A - Ouais, ce gosse y va crever, Vu que personne n’est capable de
mettre deux génomes bout à bout pour le réparer, ce n’est pas la
peine de faire de belles phrases pour le dire.

B - Alors toi, tu vas dire, Younes est mort ce matin tout seul sur son lit
d’hôpital entouré de perfusion.
C’est une vision d’horreur.

A - Oui mais c’est la vérité toute crue. tu préfères que je te la joue
comme ça :
(chanté sur le rythme de rap)
Younes est mort ce matin
Il avait l’avenir dans ses mains
L’humanité n’a pas voulu de lui
Il nous quitte aujourd’hui
Son seul tort
Etre atteint d’une maladie non rentable
Pour l’industrie pharmaceutique
Il était né sur le mauvais continent
Il mourra sur le bon
Ses parents en camp de rétention
Pour avoir cru en un meilleur
Pour avoir cru à l’universalité du monde
Il n’y a d’universel que le capitalisme
Les frontières ne sont là que pour ceux qui souffrent
Tu vois ici même dans notre petit coin de terre
On met un péage pour protéger notre avenir
N’y a-t-il pas d’autres moyens pour vivre en harmonie
Que de se barricader et d’exclure nos semblables
On se donne bonne conscience, c’est pour la planète.

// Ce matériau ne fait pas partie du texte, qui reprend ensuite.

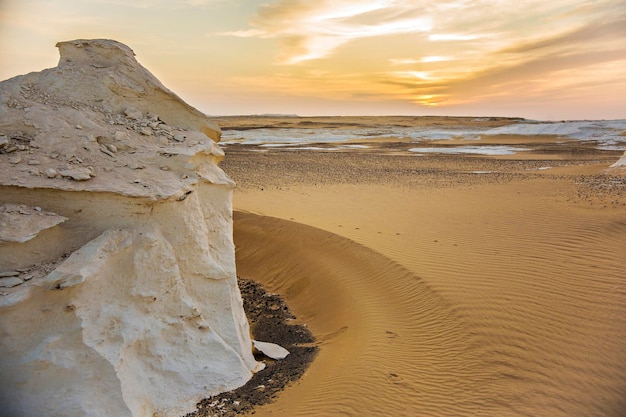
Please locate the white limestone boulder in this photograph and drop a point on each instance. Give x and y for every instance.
(121, 296)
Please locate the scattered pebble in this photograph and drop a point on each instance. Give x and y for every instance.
(10, 282)
(77, 174)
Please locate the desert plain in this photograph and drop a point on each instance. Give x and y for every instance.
(439, 283)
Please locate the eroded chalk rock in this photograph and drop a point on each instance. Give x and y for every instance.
(19, 223)
(271, 350)
(128, 305)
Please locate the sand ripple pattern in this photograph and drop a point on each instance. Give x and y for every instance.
(476, 337)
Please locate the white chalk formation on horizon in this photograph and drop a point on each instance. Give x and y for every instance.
(118, 291)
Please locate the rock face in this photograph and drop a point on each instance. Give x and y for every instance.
(119, 294)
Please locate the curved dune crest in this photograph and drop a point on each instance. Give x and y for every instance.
(389, 344)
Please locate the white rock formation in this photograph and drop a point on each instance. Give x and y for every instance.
(115, 245)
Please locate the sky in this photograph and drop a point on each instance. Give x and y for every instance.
(538, 59)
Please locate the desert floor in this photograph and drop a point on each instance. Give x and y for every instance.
(442, 285)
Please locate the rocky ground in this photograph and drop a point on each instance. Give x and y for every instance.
(270, 321)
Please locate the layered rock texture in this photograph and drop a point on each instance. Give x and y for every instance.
(118, 292)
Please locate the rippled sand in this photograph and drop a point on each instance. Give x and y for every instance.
(443, 285)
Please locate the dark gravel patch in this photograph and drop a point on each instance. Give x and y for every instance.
(269, 318)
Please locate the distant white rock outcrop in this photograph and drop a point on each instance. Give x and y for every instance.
(118, 291)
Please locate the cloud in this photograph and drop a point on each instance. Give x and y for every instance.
(312, 30)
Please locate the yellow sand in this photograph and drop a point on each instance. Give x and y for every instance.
(479, 298)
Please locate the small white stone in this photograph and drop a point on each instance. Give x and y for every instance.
(132, 113)
(271, 350)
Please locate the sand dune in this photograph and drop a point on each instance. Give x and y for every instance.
(445, 295)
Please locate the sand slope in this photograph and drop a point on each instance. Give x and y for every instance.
(492, 301)
(444, 285)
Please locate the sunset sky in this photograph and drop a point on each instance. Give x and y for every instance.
(549, 60)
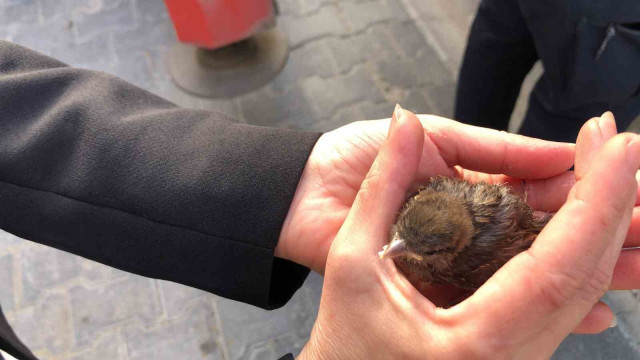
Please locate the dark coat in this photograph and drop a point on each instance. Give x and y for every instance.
(100, 168)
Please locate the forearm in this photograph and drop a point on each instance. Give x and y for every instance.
(95, 166)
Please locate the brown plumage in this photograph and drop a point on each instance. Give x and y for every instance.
(459, 233)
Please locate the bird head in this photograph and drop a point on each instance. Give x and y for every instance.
(431, 230)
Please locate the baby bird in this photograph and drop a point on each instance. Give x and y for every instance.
(459, 233)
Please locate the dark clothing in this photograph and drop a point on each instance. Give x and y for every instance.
(590, 51)
(97, 167)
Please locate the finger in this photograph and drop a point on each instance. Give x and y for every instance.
(383, 192)
(496, 152)
(599, 319)
(626, 274)
(593, 134)
(568, 267)
(541, 194)
(633, 234)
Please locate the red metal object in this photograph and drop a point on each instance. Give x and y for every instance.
(216, 23)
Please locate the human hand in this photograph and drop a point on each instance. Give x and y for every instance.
(369, 310)
(341, 159)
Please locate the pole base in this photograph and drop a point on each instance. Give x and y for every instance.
(232, 70)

B - Tu vois, c’est quand même plus joli quand il y a de la musique dans les mots. Moi avec la poésie, je transcende la mort pour en faire
ressortir la beauté.
Son rire illumine le clair de terre
Virevoltant comme une phalène
Younes a vaincu l’enfer
Sa vie est désormais pérenne.

A - Clair de terre, vers de terre, c’est plutôt avec ceux-là qu’il va bientôt
pouvoir jouer.

B - Toi décidément, la beauté t’as du mal à capter.

A - Moi, mes capteurs sont plus réalistes, si t’as pas eu la chance
d’être compatible avec ta vie, ben tu crèves et c’est tout, que tu le
veuilles ou pas.

B - La poésie me permet justement d’aimer la vie, même si la mort est
au bout, justement parce que la mort est au bout.
La poésie me permet de rire de la mort et de pleurer de bonheur, la
poésie c’est la vie.

A - Oui, ta poésie, c’est une couverture dont tu entoures les mots pour
qu’ils disent en douceur l’horreur de cette fin. Toi ta patrie c’est la
poésie, moi j’ai choisi une fois pour toute la mienne.

B - Ah oui, laquelle ?

A - Ma patrie … c’est l’humanité*.

B - Et pour Younes, maintenant, sa patrie c’est l’éternité.



* Comme le souhaitait Victor Hugo, dans Le Rhin : "avoir pour nation, le monde, et pour patrie, l'humanité".